Stories for Nighttime and Some for the Day

By Ben Loory



Penguin
July 2011
224 pages
978-0143119500

 

Reviewed by Gabe Durham


 

Fiction writers tend to find fairy tales useful. That is, fairy tales make easy fodder for poking fun at contemporary targets (the Politically Correct Bedtime Stories series of the 90's, David Sedaris's Squirrel Seeks Chipmunk), for casting doubt on conventional notions of good and evil (The True Story of the Three Little Pigs, Gregory Maguire's career), for using the basic elements of an old story as fodder for gleeful riffing (Barthelme's Snow White), or for working magical events into serious and otherwise realistic contemporary fiction (Kelly Link, Aimee Bender, Etgar Keret). But I know of no writer working today who respects the Grimm fairy tale tradition like Ben Loory.

Loory isn't referencing the old tales, he's writing new ones. The forty-one stories that make up Loory's debut, Stories for Nighttime and Some for the Day, are short, spare works of terror and whimsy in which TVs get sad and Martians cook dinner. Many of the Stories could be read to little kids while others are too spooky or too existentially troubled. In "The Snake in the Throat," a man coughs up a snake, bashes the snake with a rock, and then murders all his friends. "Please God," the man prays "out loud to himself" at the end, "I'm sorry I did that. I had no idea I could do such a thing. I didn't even know I had it in me." The sense I get is that the author does not care who (or what age) this book is for.

Nor does Loory allow himself to get hung up on the "why" of his absurd premises. When he explains, in one story, "Somehow in the night, it seems the boy's screams carry farther than they did during the day," the "somehow" functions as the author's playful "go with me here."

And he's interested in taking us to some unsettling places. The wild and horrific are presented as the most natural thing in the world, and objects of everyday life are to be feared. The fantastically unsettling "The Little Girl and the Balloon" begins, "A little girl found a balloon lying in the street and she cried and ran all the way home." Her mother comforts her, but the next day, something has changed. "The balloon is dangerous," her mother tells her, "and we all must stay inside."

The stories are bound together by curious and often rewarding repetitions, including sudden time lapses, distraught characters wandering down long roads, use of the word "suddenly," the absence of names, and an abundance of recursive loops. People often encounter their own doubles, such as the man who defeats death and becomes death himself. When, late in the book, a boy and girl find the corpses of a man and woman floating in the water, you can guess who the corpses will turn out to be.

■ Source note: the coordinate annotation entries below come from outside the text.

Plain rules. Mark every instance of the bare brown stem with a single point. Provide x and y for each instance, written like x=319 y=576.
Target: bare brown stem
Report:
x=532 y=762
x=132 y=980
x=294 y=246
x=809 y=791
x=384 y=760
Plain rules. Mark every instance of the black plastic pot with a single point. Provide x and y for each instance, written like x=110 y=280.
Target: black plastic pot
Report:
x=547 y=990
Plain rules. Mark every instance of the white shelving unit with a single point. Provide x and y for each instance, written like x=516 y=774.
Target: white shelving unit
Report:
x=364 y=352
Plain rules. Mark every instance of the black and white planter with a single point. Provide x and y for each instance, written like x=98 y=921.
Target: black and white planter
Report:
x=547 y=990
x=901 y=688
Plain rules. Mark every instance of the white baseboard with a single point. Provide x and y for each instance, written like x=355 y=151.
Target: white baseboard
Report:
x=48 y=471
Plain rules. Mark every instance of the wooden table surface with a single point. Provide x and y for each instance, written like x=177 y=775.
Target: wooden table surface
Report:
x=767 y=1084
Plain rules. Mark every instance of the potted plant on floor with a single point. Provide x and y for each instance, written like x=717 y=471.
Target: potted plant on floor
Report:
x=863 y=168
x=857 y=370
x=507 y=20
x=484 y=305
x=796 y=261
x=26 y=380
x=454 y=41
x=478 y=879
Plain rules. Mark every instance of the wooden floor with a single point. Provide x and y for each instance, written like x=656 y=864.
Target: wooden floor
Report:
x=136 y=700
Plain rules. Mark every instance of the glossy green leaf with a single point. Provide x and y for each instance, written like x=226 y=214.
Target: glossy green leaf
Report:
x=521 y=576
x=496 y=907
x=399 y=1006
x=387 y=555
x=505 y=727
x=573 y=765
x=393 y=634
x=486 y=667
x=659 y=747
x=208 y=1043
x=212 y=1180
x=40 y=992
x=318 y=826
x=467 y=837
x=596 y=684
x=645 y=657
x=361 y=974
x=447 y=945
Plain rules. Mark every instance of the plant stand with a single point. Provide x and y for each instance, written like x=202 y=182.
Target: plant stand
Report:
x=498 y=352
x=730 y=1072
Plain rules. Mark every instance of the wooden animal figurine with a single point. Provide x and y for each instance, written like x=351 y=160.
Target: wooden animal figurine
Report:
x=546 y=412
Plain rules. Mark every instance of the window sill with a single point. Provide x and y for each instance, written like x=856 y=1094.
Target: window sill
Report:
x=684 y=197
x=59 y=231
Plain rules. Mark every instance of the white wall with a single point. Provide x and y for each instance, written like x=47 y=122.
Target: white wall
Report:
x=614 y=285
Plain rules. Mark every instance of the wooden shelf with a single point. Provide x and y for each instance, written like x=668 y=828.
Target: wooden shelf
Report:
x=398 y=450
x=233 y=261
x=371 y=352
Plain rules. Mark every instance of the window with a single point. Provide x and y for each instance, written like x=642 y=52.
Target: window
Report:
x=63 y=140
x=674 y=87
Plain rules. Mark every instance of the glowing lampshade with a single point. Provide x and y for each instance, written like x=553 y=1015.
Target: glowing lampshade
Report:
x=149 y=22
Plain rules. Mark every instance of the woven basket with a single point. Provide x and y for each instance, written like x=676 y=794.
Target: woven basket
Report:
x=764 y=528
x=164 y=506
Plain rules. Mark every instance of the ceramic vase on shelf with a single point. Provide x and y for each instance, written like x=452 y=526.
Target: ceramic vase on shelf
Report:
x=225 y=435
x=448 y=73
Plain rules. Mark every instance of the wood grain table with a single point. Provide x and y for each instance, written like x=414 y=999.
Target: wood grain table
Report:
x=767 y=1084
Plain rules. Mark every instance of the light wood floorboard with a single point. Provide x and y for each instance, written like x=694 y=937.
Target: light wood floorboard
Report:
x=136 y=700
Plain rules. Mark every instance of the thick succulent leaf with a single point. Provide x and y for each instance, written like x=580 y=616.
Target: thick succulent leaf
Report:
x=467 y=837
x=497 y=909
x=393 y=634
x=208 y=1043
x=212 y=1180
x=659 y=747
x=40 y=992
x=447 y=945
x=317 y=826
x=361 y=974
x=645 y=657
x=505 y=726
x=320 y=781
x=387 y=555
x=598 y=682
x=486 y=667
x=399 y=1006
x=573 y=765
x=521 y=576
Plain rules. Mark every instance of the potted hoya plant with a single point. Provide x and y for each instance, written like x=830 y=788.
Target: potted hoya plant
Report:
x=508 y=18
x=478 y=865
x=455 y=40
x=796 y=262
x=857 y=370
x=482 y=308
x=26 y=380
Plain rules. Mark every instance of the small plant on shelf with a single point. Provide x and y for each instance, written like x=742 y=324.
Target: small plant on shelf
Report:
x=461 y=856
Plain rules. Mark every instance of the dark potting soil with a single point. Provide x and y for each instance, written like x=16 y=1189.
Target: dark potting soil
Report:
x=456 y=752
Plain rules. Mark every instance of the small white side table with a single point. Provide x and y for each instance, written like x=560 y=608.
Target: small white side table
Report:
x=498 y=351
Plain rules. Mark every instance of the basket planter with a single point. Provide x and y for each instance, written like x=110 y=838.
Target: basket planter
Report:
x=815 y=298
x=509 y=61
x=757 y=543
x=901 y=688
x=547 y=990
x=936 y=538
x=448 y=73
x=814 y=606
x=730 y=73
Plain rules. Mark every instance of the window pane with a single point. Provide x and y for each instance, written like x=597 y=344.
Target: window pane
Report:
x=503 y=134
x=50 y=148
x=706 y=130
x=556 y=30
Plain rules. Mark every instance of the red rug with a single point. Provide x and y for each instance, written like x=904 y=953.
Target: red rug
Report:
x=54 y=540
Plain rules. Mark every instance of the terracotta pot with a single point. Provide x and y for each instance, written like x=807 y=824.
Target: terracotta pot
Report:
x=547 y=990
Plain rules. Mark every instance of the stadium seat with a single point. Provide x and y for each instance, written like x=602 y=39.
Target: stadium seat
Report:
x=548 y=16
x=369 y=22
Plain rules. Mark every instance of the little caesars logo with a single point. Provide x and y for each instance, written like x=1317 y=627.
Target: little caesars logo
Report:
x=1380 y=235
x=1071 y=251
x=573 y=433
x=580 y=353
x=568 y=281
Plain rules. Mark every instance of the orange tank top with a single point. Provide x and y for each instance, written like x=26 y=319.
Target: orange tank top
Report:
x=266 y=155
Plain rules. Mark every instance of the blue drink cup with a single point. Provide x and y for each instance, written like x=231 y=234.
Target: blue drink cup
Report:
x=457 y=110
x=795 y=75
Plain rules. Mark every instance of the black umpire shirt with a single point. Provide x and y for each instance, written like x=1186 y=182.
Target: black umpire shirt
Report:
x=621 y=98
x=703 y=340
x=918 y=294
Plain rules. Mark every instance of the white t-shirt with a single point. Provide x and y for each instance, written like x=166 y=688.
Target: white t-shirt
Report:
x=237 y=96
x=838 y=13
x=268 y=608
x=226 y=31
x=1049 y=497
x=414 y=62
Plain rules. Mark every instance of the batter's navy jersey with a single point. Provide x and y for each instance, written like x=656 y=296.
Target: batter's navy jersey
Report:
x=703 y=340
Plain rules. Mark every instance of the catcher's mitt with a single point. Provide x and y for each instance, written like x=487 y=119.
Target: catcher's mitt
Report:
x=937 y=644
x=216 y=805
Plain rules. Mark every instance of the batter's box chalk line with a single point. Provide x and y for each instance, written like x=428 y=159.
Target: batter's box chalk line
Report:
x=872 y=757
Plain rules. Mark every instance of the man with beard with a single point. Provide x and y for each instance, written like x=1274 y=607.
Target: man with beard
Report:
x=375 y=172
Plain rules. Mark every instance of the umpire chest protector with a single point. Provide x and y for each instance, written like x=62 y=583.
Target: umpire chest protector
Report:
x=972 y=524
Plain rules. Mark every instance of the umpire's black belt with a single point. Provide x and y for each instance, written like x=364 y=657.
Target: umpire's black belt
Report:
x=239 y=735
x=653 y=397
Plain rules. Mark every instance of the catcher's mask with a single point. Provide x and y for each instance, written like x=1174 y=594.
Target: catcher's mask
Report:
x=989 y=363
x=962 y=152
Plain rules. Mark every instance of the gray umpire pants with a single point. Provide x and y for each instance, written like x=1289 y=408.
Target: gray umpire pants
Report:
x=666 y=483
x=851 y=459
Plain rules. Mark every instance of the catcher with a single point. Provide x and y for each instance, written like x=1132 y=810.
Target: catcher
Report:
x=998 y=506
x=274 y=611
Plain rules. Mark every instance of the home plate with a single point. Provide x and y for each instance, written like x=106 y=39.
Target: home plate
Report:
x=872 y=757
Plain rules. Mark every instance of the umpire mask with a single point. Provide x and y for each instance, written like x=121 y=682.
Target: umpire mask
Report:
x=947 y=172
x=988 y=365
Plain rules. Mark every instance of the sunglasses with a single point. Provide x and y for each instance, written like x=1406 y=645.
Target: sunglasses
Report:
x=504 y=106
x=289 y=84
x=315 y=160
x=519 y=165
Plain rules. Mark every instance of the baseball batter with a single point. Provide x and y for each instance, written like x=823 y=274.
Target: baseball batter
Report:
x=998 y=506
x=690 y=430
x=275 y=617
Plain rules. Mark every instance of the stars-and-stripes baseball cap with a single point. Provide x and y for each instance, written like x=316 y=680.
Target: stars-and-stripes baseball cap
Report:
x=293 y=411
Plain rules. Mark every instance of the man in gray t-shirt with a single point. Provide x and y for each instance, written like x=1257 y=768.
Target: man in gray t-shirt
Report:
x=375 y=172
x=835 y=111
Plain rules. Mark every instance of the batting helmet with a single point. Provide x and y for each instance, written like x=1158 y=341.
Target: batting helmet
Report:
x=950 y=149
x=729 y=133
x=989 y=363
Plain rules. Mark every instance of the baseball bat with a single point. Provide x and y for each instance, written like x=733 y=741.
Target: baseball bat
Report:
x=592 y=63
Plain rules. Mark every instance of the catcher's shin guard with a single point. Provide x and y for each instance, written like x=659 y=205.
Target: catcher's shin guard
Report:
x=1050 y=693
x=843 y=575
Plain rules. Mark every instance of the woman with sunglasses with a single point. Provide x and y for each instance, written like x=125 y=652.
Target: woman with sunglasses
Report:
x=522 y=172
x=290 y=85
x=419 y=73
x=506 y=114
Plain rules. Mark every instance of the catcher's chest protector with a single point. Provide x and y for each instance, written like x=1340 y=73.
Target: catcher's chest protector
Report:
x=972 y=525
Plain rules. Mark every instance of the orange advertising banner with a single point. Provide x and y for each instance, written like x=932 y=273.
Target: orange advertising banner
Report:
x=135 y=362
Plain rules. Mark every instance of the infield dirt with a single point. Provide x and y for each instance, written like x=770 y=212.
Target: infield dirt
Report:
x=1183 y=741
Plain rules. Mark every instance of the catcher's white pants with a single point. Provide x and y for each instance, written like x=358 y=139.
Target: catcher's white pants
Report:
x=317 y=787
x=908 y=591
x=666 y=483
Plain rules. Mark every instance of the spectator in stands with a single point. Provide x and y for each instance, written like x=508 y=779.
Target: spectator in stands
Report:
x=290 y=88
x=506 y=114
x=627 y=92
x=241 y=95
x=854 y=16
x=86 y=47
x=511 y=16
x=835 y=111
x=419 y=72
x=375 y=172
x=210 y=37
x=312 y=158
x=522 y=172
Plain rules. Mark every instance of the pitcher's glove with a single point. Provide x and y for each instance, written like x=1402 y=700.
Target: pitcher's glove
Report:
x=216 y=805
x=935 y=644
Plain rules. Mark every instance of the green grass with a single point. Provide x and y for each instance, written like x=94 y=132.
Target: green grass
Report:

Another major thread is that characters with supposed free will often unwittingly become the vehicles of bigger forces—by resisting those forces, the characters play into them. A battle over a fake book turns the book into a bestseller, a drained pool monster is not banished but freed. It is never suggested that the forces—monster, UFO, invisible crown, and death himself—do not exist, but their reality doesn't make the people who encounter them any more sane.

Loory's humor never registers as ironic, in part because we learn so little about the characters and their motivations. In dialogue, he is careful not to characterize—a man says things that "a man" would say ("I've always wanted to be a knight," a man says one story. "It just seems like it would be so much fun.") and his wife, like "a wife," replies in kind ("Fun? It's a good way to get killed!"). To offer us a particular man would be to give up the universal. The sparseness also allows for an ink blot element: So much goes untold that we must fill in the gaps. And as in a good horror movie, the evil that Stories hints at is far more potent than anything on the page.

Throughout Stories, Loory's flair for the bizarre skirts camp at every turn. When an octopus gives up an immortal life counting spoons on land to join his family in the sea, he calls out, "I'm coming, brother. I'm coming, nephews. I'm coming friends. I'm coming home. It's me!" That a moment like this can register as earnest in 2011 is, in itself, a triumph.